ChatGPT is a great tool to get you started on stuff. I use it to better formulate my issues in technical terms.
I just started embedded Linux, so there are a lot of stuff that aren’t intuitive. ChatGPT has been immensely useful to get around cross compiling for embedded linux, and understanding the quirks of the native libraries without having to go back and forth in a forum and not get an answer after a few days
If you know your stuff already, ChatGPT is not the right tool. If you don’t know where to start, ChatGPT is the best tool ever made because you can clarify and ask for more detail in real time. This is like a personal tutor for free.
I prefer being delusional and a cranky old dev, rather than trusting AI by giving all of my workplace code and logic. Powerful? Maybe. Helping you ship products faster? I don’t know ; no metrics have been published about that in controlled settings, and I still think people will get lazy and after some time even the ones that tweaked the code and analyzed it thoroughly will just stop caring.
Go ahead, jump in that bandwagon, and prove me wrong in 5 years. All I want is proof.
Also, I didn’t know one could be a cranky old dev after a few years of experience only
People who fail to understand the value of peer-reviewed code are just going to copy/paste bad, but popular, code practices.
There irony here is that Stackoverflow was considered a common source of copy/pasted code.
is that what people used stackoverflow for? I google cheatsheets for simple syntax reminders.
What I found stack overflow useful for was ‘I have this random bug in this random browser / os combo - here’s what hasn’t worked, has anyone dealt with it?’ - and then hopefully we can all share the misery of this bug until someone figures out the source.
Not sure where to go for that type of thing anymore.
Can you write a code that would sort the input string from smallest to largest?
You would like to have it, wouldn’t you? You fucken nerd.
quite healthy
Right…
the search engine ignores -string
WHAT? Why would they do that? WTF no wonder…
Hyphen (-) means you don’t want to see this word, while words surrounded by quotes (") means you want these phrases exactly.
Most symbols are also ignored, which is great for an average user but terrible for programmers.
Hmm, not really used to the idea of paying for search, but I understand.
Is it good at filtering AI generated sites and sites that are clearly copy pasted. Or do you kind of have to identify that yourself and manually block?
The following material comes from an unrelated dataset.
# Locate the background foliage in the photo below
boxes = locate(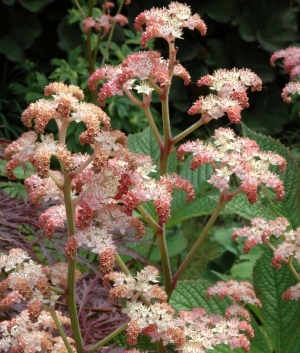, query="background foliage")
[0,0,300,353]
I think it’s worth testing it with the free 100 searches. All you need is an email address (no credit card unless you’re actually subscribing). I’ve only been using it a few days but I don’t think it filters out AI generated sites. But you can set a ranking by site (block, lower, normal, raise, pin) so you can make stack overflow be priorised and block quora.
They have a ranking board of top sites in each category so you can go through it and set the rank of a bunch of sites upfront.